En este contexto ha surgido lo que se conoce como «sistema de crédito social chino», un sistema de calificación del comportamiento social y de la confiabilidad de las personas. O, en otras palabras, un mecanismo de puntuación para los ciudadanos a través del cual estos pueden conseguir puntos o perderlos en función de su conducta pública. Si se portan bien, subirán en el ranking. Pero si cometen infracciones o realizan «malas acciones» en comunidad, bajarán. Por supuesto, los puntos generan beneficios. Por ejemplo, descuentos en los seguros médicos, en el transporte público o en actividades de ocio. E incluso facilidades para obtener visados para viajar.

De todos los problemas que esto plantea cabe mencionar dos. Primero, la concreción del concepto «conducta pública correcta». Y segundo, aunque no menos importante, la vigilancia permanente a que el Estado somete a los ciudadanos como requisito esencial para juzgar dicho comportamiento.

Que esto ocurra en China, régimen autoritario por excelencia, no es de extrañar. Lo realmente preocupante es que determinados visionarios europeos (en concreto, italianos), quieran copiar este sistema e implantarlo en el corazón de la vieja Europa.

El gobierno municipal de Bolonia pretende instaurar lo que ha bautizado como ‘smart citizen wallet’, que podríamos traducir como «cartera ciudadana inteligente». Un mecanismo de puntuación similar al chino que permitirá a los boloñeses recibir puntos digitales si demuestran su «comportamiento virtuoso». Así pues, cuanto mejor ciudadano sea, cuanto más sonría al prójimo y más amabilidad desprenda, más puntos y beneficios tendrá. Podrá acceder a descuentos o adquirir ciertos productos.

¿Y cómo se convierte un ser descarriado en un ciudadano ejemplar? ¿Cómo transmutar el plomo en oro?
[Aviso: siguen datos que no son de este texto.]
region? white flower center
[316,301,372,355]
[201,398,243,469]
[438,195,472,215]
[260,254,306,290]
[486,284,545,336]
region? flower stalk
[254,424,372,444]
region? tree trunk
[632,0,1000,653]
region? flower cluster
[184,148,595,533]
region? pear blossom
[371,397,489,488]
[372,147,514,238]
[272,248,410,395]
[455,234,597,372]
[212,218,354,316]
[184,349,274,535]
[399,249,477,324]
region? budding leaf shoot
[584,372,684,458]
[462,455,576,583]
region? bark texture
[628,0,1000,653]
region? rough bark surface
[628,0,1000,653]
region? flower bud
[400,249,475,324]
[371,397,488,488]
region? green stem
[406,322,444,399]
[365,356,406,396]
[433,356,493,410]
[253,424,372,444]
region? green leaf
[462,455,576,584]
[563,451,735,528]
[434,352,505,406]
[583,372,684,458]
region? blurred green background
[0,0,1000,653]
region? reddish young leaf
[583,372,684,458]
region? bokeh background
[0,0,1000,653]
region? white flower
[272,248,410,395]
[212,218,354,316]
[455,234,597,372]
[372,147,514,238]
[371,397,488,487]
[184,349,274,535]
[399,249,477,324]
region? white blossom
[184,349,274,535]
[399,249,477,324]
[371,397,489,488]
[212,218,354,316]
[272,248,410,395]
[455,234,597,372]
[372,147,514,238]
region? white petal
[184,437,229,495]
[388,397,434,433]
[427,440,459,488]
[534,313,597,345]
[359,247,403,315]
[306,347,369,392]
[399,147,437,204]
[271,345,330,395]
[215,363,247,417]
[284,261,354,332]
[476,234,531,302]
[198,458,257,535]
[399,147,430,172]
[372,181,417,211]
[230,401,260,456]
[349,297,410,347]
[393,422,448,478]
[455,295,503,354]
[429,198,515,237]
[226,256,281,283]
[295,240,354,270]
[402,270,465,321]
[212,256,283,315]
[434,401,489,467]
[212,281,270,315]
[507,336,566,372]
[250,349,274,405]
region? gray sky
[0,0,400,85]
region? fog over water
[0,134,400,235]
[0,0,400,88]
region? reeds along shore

Fácil. A través de la alquimia social. Un proceso en el que, por supuesto, entran en juego las exigencias impuestas por la Agenda 2030. Los boloñeses, muchos de ellos traviesos y desobedientes, se verán obligados a cambiar de proceder y entrar de nuevo en el redil. Entre otras cosas, deberán reciclar (aunque el contenedor de vidrio se encuentre a diez calles de su domicilio), usar el transporte público, ahorrar recursos energéticos en su vida privada (es decir, no encender la calefacción en enero y ducharse, entre catarro y catarro, con agua fría), no cruzar el paso de peatones con el semáforo en rojo o usar la tarjeta cultural (sin importar, claro está, si acuden al cine a ver una de Bertolucci o la nueva de Jennifer Aniston).

Todo esto, además, bajo la atenta mirada de las autoridades que, como en un panóptico generalizado, controlarán el comportamiento de cada ciudadano para decidir si su concreto sacrificio del miércoles por la mañana merece uno o dos puntos digitales. Un sistema paranoide que recuerda demasiado a los capítulos más espeluznantes de la serie distópica ‘Black Mirror’.

Porque claro, ¿cómo podrá la municipalidad de Bolonia saber si un ciudadano utiliza o no el transporte público o recicla los cascos de las botellas? El único medio es mediante la observación, mediante el control permanente que las nuevas tecnologías proporcionan. El dinero electrónico, los dispositivos de geolocalización, las redes sociales, etc.

Han dicho, sin embargo, que, a diferencia de China, este mecanismo será voluntario y que no implicará sanciones, sino solo beneficios para los buenos ciudadanos. Pero claro, ¿acaso podrían decir otra cosa? No. Es lo que toca ahora. Una primera aproximación. Normalizar la anormalidad. Y luego, cuando llegue el momento, cuando la publicidad haya cumplido su cometido de demonizar a quienes todavía no hayan pasado por el aro, serán los «virtuosos» los que soliciten la obligatoriedad de la medida.

La historia siempre se repite. Y ello a pesar de las máximas de la experiencia: a más control social, menos libertad.


José María Asencio Gallego es Juez español y escritor.